Even though it's fulfilling its goals, Black-Kurek acknowledges that getting used to the QIS is will take some time. She's heard that some facilities are unsettled by the fact that they're not receiving feedback at the end of each day of the survey. "They feel like they don't have as much control of the survey process because they don't have that feedback every day," she said. "It seems like by the time the surveyors talk to you, they've already decided to cite you on something."

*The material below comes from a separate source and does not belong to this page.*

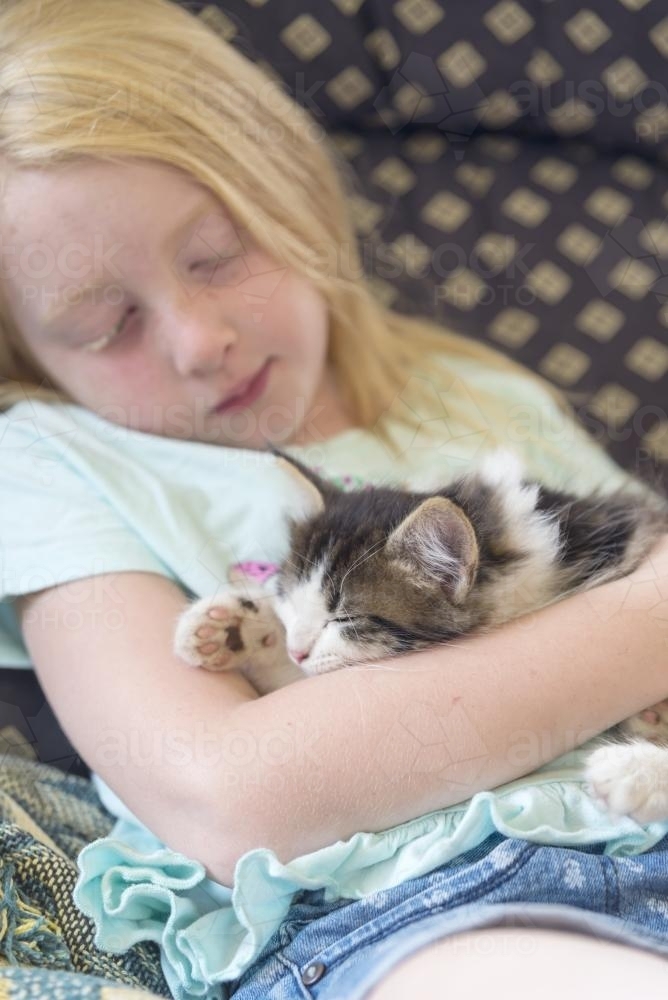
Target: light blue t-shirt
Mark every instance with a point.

Black-Kurek predicts that facilities will become more comfortable with the QIS process after they've gotten through their first one. That said, she has suggestions on how facilities can ensure that they're survey-ready year round.

"Do a mock QIS survey, just like you did mock surveys before," she said. "It's very helpful to ask residents to answer the resident interview questions ahead of time." She recommends having CNAs ask residents the questions because residents might be more likely to open up to an aide than an administrator.

She also recommends that smaller facilities recognize that the QIS is going to affect them differently than the traditional survey did. Since surveyors will be talking to a set number of residents, it is possible that they will speak to every resident at smaller facilities.

Overall, adjusting to the QIS is "just going to take practice," Black-Kurek said.

Advocating for Ohio

As OHCA's president, Black-Kurek is continuously lobbying for changes that will improve care and trim facility costs. That's not an easy task, given that long-term care took a $186 million cut in the last state budget.

"For the last budget, the state was facing a shortfall of between $3 billion and $4 billion," Black-Kurek said. "For the next budget, that figure is going to be around $8 billion. We're looking at how we can deal with that. The legislators are going to have their hands full trying to get a balanced budget."

Throughout her term as OHCA's president, Black-Kurek plans to continue the organization's longstanding dedication to education and advocacy in order to aid Ohio's long-term care facilities and the residents they serve. It's a role she seems born to play.

"I've never been one to sit back and let others take care of things," she said. "I've always been active in lobbying and finding solutions."